ElasticDL Work Together with PyTorch

Catalog

WHY
- Introduction
HOW
- The Architecture of ElasticDL
- Input with DataLoader
- Training Loop about PyTorch in ElasticDL
- Transmission of Gradient/Parameter Information

WHY

This design is about enhancing ElasticDL to support PyTorch, in addition to TensorFlow Eager Execution. There are three reasons to support the PyTorch framework.

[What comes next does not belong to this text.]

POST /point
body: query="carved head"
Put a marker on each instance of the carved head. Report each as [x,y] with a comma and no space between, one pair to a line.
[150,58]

EDL is an optional item for users of PyTorch. PyTorch provides distributed package(i.e., torch.distributed) enables researchers to parallelize their computations. However, the parallelize computing model of PyTorch does not adopt the parameter server structure, and the structure is the same as Uber Horovod, which is based on a RingAllReduce algorithm. ElasticDL model not only supports the parameter server distributed method but also supports AllReduce.
There are more users of PyTorch than TensorFlow in academia. It is necessary to provide a distributed framework for users of PyTorch.
The use of PyTorch under the ElasticDL framework is also simple.

# PyTorch
class CustomModel(nn.Module):
    def __init__(self):
        super(Net, self).__init__()
        self.conv1 = nn.Sequential(
            nn.Conv2d(
                in_channels=1,
                out_channels=16,
                kernel_size=5,
                stride=1,
                padding=2,
            ),
            nn.ReLU(),
            nn.MaxPool2d(kernel_size=2),
        )
        self.conv2 = nn.Sequential(
            nn.Conv2d(16, 32, 5, 1, 2),
            nn.ReLU(),
            nn.MaxPool2d(2),
        )
        self.out = nn.Linear(32 * 7 * 7, 10)

    def forward(self, x):
        x = self.conv1(x)
        x = self.conv2(x)
        x = x.view(x.size(0), -1)
        output = self.out(x)
        return output

def loss(labels, predictions):
    labels = tf.reshape(labels, [-1])
    func = nn.CrossEntropyLoss()
    return func(predictions, labels)
    )

def optimizer(lr=0.1):
    return torch.optim.Adam(cnn.parameters(), lr)

def dataset_fn(data_list, mode, _):
    feature_list = []
    label_list = []
    if mode == Mode.PREDICTION:
        while(len(data_list)!=0):
            feature_list.append(data_list[:28 * 28].reshape((28, 28)))
            label_list.append(data_list[28 * 28:28 * 28 + 1])
            data_list = data_list[28 * 28 + 1:]
    else:
        while (len(data_list) != 0):
            feature_list.append(data_list[:28 * 28].reshape((28, 28)))
            label_list.append(data_list[28 * 28:28 * 28 + 1])
            data_list = data_list[28 * 28:]
        return feature_list, label_list

class Custom_Datasets(Dataset):
    def __init__(self, tf_dataset,dataset_fn, transform=None):
        self.transform = transform
        self.dataset = tf_dataset.map(lambda x: tf.strings.to_number(x, tf.float32))
        self.data_list = list(dataset.as_numpy_iterator())
        self.feature_list, self.label_list = dataset_fn(self.data_list)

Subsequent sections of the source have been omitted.